The company I work for finally got a hold of me over the phone a little while ago with details regarding my teaching placement, which was especially lame after I spent three weeks refreshing my Gmail inbox like seventy times per day waiting for that information. A very Scottish gentleman called me on a Monday night and told me that they had placed me, and by “placed me” here I mean “had no placement for me, why don’t you come to Tokyo and hang out while we wait for one of our other teachers to go crazy or get cancer and you can take their spot?” I was somewhat nonplussed by this arrangement, envisioning some sort of white slavery ring scenario like you’d see in a particularly bad episode of Law and Order: SVU, but at the same time I’d spent like two months preparing for this trip and had no alternative plans for the next year. I told Scotland-san that I’d be willing to go for this but would e-mail him with a few questions later on to make sure I understood everything. I spent the first half hour after the phone call trying to come up with a way to describe the situation to my friends and relations without sounding like someone who was about to get conned like that Irish dude in The Sting, and couldn’t really come up with anything that didn’t paint me as a naïve child about to get taken for his last penny. However, I have been repeatedly assured that I will be signing a teaching contract with the company I work for at the same time as everyone else, and will be paid normally even during the time I spend waiting around for them to actually find a reason to pay me. I guess I can respect them for not just blowing me off and sending me on my merry way (which most American companies would probably have done), but it’s hardly an ideal situation.

Meanwhile, I only just got my Certificate of Eligibility (the first step of the visa process, the visa being a kind of important thing to have) until a couple of days ago, less than two weeks before I’m scheduled to set out. Exasperated at my failed attempt to get things done in a timely fashion for once in my life, I decided to just embrace the chaos of this journey, bend it to my will; with that in mind, I ordered a negotiated-fare airline ticket of dubious merit and signed up for a World of Warcraft account so that I could spend my time focused on something other than all of the things I still have left to accomplish before I leave the country. Despite my playing against type by actually trying to get everything about this trip taken care of well in advance, the universe has seen fit to force me into a chaotic jaunt into the void. That’s cool, I guess. I don’t really believe in predestination, but I will admit that this experience will be an extremely valuable precedent when I wait till the last minute in the future on purpose; some people would even say that this is God Himself telling me that I should just be content with my procrastinatin’, slacker self and not try to be all diligent and stuff. If it means I don’t have to deal with making To-Do lists and keep an appointment book, I’m all for it. There is a whole discussion here about whether it is better to attempt to correct perceived shortcomings in one’s personality (in this case, my inability to plan things ahead of time) or simply find ways to work around those shortcomings in the true spirit of guerrilla warfare. But I’ll leave that for another time.

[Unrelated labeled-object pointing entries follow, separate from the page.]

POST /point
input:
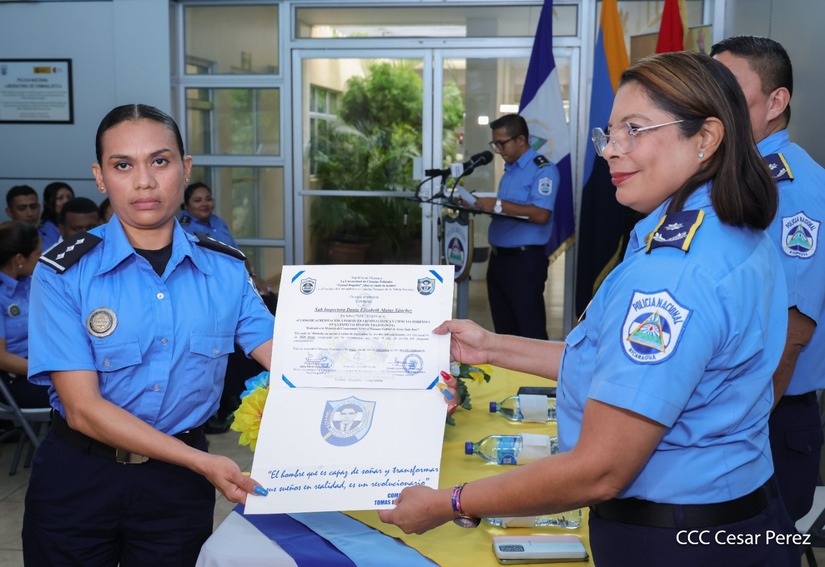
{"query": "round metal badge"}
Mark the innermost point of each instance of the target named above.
(101, 322)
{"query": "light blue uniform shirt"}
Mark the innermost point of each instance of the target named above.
(720, 312)
(215, 228)
(49, 234)
(14, 303)
(165, 359)
(795, 231)
(525, 183)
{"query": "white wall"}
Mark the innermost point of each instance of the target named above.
(120, 54)
(797, 25)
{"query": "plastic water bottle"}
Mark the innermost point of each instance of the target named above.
(513, 449)
(571, 519)
(526, 407)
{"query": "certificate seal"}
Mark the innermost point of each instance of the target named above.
(101, 322)
(412, 364)
(345, 422)
(307, 286)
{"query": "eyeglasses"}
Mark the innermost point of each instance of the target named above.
(623, 140)
(498, 145)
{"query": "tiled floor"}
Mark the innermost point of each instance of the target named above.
(13, 492)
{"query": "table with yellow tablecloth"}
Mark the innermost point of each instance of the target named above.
(475, 545)
(236, 541)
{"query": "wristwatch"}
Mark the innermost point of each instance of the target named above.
(462, 519)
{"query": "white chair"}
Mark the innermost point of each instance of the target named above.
(28, 424)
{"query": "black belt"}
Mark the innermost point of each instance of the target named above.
(78, 440)
(515, 250)
(806, 399)
(688, 516)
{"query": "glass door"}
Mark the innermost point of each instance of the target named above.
(368, 125)
(363, 122)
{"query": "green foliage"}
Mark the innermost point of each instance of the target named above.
(371, 149)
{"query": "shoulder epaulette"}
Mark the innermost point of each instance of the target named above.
(780, 169)
(66, 254)
(675, 230)
(541, 161)
(208, 242)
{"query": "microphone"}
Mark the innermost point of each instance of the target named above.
(467, 167)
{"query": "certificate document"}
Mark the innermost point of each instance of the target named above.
(319, 452)
(353, 415)
(361, 326)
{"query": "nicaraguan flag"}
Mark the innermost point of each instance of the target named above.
(542, 108)
(604, 224)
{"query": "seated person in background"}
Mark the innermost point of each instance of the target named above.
(22, 204)
(104, 211)
(55, 195)
(19, 251)
(78, 215)
(197, 216)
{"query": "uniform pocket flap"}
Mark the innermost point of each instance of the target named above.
(212, 345)
(111, 357)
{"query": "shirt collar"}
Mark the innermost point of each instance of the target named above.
(8, 284)
(118, 248)
(774, 143)
(523, 160)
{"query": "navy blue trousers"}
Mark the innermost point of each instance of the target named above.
(615, 544)
(515, 289)
(796, 444)
(88, 511)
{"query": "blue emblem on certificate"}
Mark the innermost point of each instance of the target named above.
(307, 286)
(426, 286)
(413, 364)
(346, 421)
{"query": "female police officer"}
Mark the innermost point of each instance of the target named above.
(665, 387)
(20, 246)
(134, 323)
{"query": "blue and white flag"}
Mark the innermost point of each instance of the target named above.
(541, 106)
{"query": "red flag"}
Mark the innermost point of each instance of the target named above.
(672, 29)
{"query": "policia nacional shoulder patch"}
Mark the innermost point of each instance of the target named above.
(675, 230)
(211, 243)
(63, 256)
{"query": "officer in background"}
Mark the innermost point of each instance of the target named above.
(197, 215)
(22, 204)
(764, 72)
(135, 320)
(518, 264)
(78, 215)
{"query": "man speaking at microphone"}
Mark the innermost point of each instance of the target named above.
(520, 227)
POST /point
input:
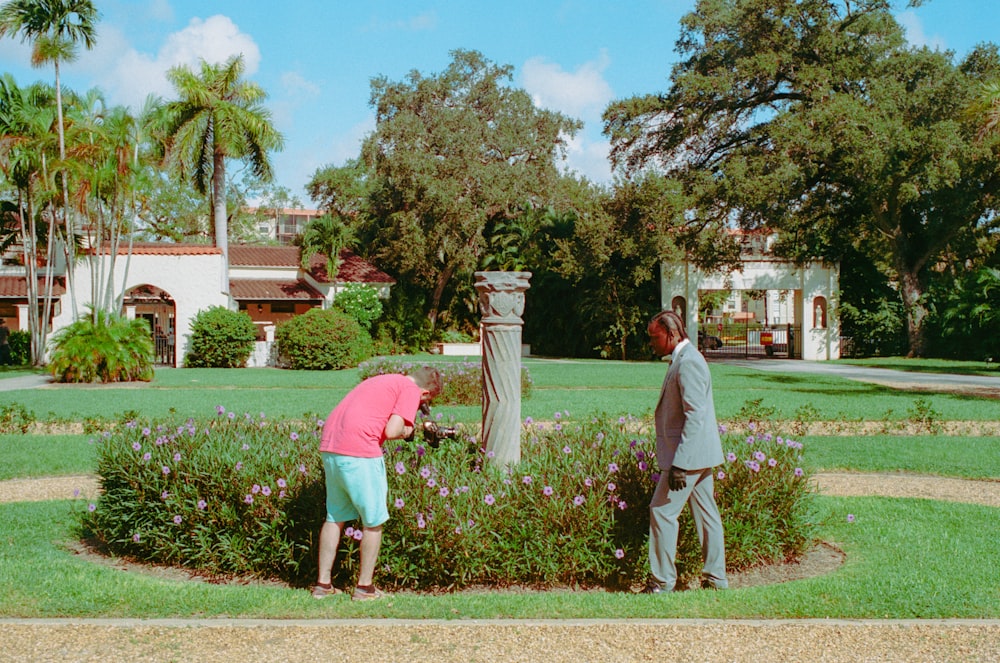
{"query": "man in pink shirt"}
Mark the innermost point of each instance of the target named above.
(383, 407)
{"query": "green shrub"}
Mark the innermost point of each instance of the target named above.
(463, 381)
(102, 346)
(322, 340)
(220, 338)
(15, 418)
(361, 302)
(242, 495)
(20, 347)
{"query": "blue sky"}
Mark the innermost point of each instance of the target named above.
(316, 58)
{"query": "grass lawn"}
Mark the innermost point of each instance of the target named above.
(906, 558)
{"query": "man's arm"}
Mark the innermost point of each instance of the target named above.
(396, 428)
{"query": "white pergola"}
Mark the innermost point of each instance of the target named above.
(814, 287)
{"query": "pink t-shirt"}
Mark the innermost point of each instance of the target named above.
(356, 427)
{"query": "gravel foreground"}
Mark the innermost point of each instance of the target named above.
(537, 641)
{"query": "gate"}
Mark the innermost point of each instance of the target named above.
(742, 341)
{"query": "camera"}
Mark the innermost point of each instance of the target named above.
(434, 432)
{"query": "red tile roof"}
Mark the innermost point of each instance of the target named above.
(17, 287)
(272, 289)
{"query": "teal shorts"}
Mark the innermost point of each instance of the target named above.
(356, 488)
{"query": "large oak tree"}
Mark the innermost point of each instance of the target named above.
(816, 118)
(451, 154)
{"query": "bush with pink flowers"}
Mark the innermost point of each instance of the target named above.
(242, 495)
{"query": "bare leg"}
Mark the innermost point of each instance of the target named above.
(370, 544)
(329, 539)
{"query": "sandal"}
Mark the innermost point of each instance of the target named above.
(366, 594)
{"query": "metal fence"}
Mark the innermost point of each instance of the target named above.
(744, 341)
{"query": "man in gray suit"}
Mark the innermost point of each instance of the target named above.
(687, 448)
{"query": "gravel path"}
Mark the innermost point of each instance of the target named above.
(537, 641)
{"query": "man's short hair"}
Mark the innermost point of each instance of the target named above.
(671, 322)
(428, 378)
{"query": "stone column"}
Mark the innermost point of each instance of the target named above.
(501, 302)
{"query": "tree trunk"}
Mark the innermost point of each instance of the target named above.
(220, 220)
(442, 281)
(911, 291)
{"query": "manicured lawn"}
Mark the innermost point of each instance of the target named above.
(905, 557)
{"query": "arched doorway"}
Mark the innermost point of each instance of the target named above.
(157, 307)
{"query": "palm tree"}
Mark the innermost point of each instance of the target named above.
(327, 235)
(54, 27)
(218, 116)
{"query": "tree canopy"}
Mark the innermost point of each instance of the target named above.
(452, 153)
(817, 119)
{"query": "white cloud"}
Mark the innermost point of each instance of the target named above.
(127, 76)
(913, 27)
(581, 94)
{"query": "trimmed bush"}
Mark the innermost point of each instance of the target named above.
(105, 347)
(322, 340)
(463, 381)
(220, 338)
(361, 302)
(240, 495)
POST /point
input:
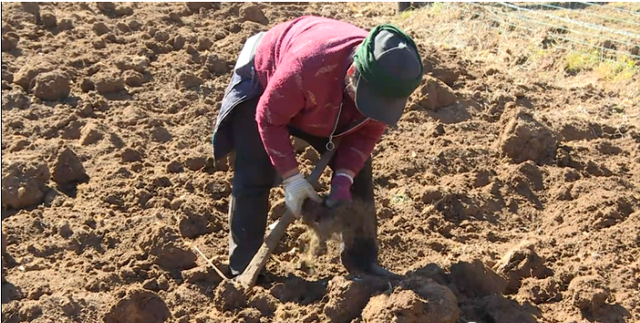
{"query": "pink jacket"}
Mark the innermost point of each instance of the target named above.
(301, 64)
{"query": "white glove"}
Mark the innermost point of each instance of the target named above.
(297, 189)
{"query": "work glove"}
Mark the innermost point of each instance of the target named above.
(340, 191)
(297, 189)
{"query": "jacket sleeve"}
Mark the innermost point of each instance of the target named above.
(282, 99)
(356, 147)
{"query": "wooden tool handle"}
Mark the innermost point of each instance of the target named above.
(248, 278)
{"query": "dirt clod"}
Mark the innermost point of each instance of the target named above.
(347, 298)
(136, 63)
(91, 133)
(52, 86)
(229, 296)
(252, 12)
(475, 279)
(130, 155)
(138, 306)
(133, 78)
(187, 80)
(9, 43)
(100, 28)
(23, 183)
(521, 262)
(525, 138)
(196, 6)
(108, 82)
(29, 71)
(435, 94)
(161, 243)
(68, 168)
(539, 291)
(588, 293)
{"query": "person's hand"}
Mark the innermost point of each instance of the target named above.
(340, 190)
(297, 189)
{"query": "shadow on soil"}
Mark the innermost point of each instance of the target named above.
(479, 292)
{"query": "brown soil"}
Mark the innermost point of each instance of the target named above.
(508, 193)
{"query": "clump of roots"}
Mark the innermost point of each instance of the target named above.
(341, 223)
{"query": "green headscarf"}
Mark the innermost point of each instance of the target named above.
(386, 84)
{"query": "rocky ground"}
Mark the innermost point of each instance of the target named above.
(503, 196)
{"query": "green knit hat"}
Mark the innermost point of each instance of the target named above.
(390, 69)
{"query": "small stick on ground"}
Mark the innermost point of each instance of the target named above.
(211, 264)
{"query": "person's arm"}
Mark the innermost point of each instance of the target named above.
(355, 148)
(282, 99)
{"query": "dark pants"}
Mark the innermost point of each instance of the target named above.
(254, 177)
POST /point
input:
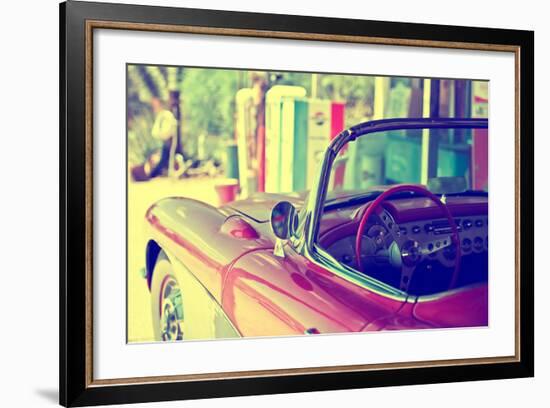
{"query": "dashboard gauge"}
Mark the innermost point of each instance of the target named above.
(377, 233)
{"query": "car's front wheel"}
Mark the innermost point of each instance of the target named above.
(166, 302)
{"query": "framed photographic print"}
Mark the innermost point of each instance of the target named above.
(256, 203)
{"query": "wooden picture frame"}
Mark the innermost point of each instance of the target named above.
(78, 20)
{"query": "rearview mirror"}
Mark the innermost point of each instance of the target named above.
(283, 220)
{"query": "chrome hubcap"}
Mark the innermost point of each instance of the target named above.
(171, 319)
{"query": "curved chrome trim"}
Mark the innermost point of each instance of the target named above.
(305, 242)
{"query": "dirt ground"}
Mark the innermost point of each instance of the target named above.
(140, 197)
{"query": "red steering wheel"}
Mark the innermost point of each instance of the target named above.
(411, 251)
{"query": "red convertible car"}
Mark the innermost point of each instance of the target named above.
(392, 235)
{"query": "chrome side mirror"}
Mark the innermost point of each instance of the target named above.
(283, 220)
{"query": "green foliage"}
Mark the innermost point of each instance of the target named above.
(357, 91)
(208, 102)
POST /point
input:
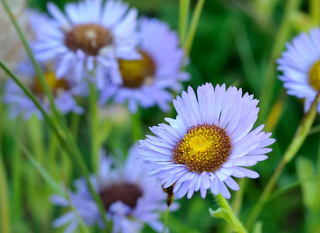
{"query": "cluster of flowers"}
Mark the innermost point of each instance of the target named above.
(131, 60)
(139, 62)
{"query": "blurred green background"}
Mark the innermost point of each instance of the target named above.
(233, 45)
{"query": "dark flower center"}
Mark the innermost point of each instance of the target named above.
(204, 148)
(135, 73)
(90, 38)
(54, 84)
(125, 192)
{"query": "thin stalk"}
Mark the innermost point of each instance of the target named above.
(193, 26)
(293, 148)
(276, 112)
(166, 220)
(225, 205)
(184, 8)
(68, 144)
(35, 131)
(94, 127)
(4, 190)
(53, 147)
(16, 175)
(38, 69)
(280, 40)
(4, 200)
(315, 11)
(74, 125)
(136, 126)
(237, 203)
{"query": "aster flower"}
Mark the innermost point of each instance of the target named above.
(64, 91)
(300, 64)
(210, 141)
(88, 39)
(129, 200)
(146, 81)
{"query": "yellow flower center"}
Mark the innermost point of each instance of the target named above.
(204, 148)
(54, 84)
(135, 73)
(90, 38)
(314, 76)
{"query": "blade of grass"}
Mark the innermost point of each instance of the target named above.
(51, 182)
(94, 126)
(280, 40)
(184, 8)
(193, 27)
(292, 150)
(67, 143)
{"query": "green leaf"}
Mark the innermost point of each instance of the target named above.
(224, 214)
(257, 227)
(306, 170)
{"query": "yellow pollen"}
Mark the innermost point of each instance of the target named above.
(204, 148)
(314, 76)
(54, 84)
(90, 38)
(135, 73)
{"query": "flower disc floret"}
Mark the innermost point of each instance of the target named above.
(90, 38)
(135, 73)
(125, 192)
(203, 149)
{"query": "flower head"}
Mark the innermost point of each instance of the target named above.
(88, 39)
(147, 81)
(63, 90)
(129, 200)
(210, 141)
(300, 65)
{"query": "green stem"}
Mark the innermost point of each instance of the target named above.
(136, 126)
(16, 175)
(4, 190)
(296, 143)
(37, 67)
(237, 203)
(315, 11)
(166, 220)
(184, 7)
(94, 127)
(225, 205)
(67, 143)
(193, 26)
(281, 38)
(4, 200)
(35, 132)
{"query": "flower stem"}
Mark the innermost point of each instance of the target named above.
(94, 127)
(4, 190)
(296, 143)
(136, 126)
(166, 220)
(225, 205)
(184, 7)
(281, 38)
(193, 27)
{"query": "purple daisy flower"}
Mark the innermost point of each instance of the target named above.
(210, 141)
(146, 82)
(88, 39)
(63, 89)
(300, 65)
(129, 200)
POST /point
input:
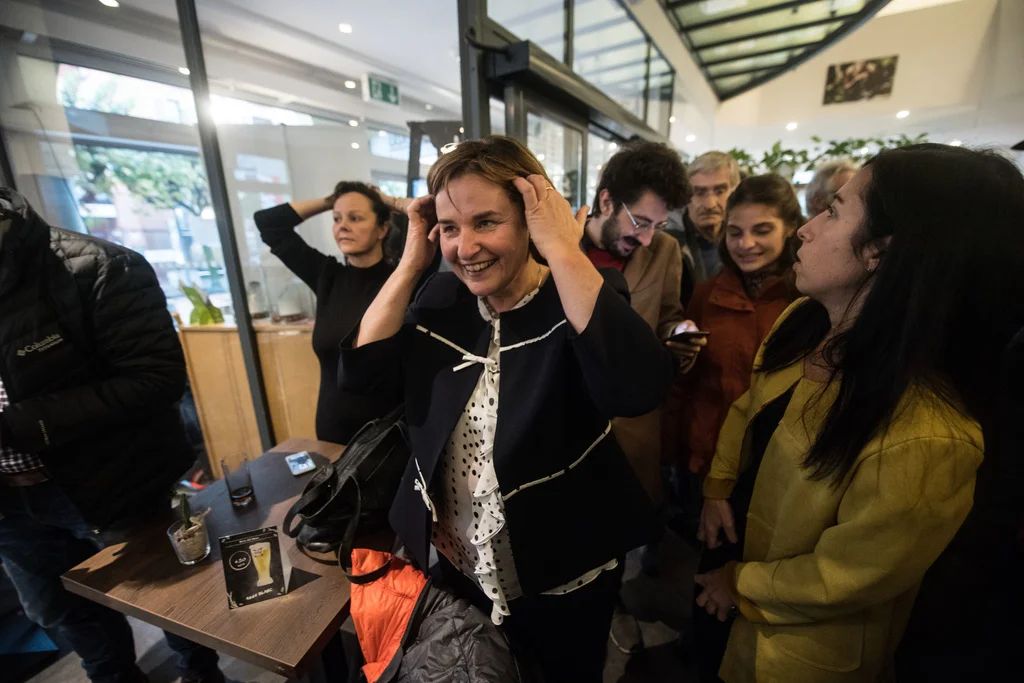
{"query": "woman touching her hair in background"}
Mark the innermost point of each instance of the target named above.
(360, 223)
(864, 416)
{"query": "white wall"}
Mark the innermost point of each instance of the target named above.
(960, 71)
(958, 75)
(695, 103)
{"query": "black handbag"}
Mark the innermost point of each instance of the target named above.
(356, 489)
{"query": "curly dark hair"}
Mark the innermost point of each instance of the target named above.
(641, 166)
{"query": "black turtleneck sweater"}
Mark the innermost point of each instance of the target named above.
(343, 294)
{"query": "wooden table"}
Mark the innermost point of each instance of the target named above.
(141, 578)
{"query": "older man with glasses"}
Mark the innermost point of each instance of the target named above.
(638, 187)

Some coworkers of mine were sitting around earlier today during a lull in business, talking about instances of personal hypocrisy. I was listening out of one ear while doing serious business playing World of Warcraft on my MacBook when one of them asked me, “How have you compromised your beliefs lately?”

“Well, I got to work like ten minutes early today,” I said after a moment of thought. They agreed that that was definitely not in keeping with my core system of thought.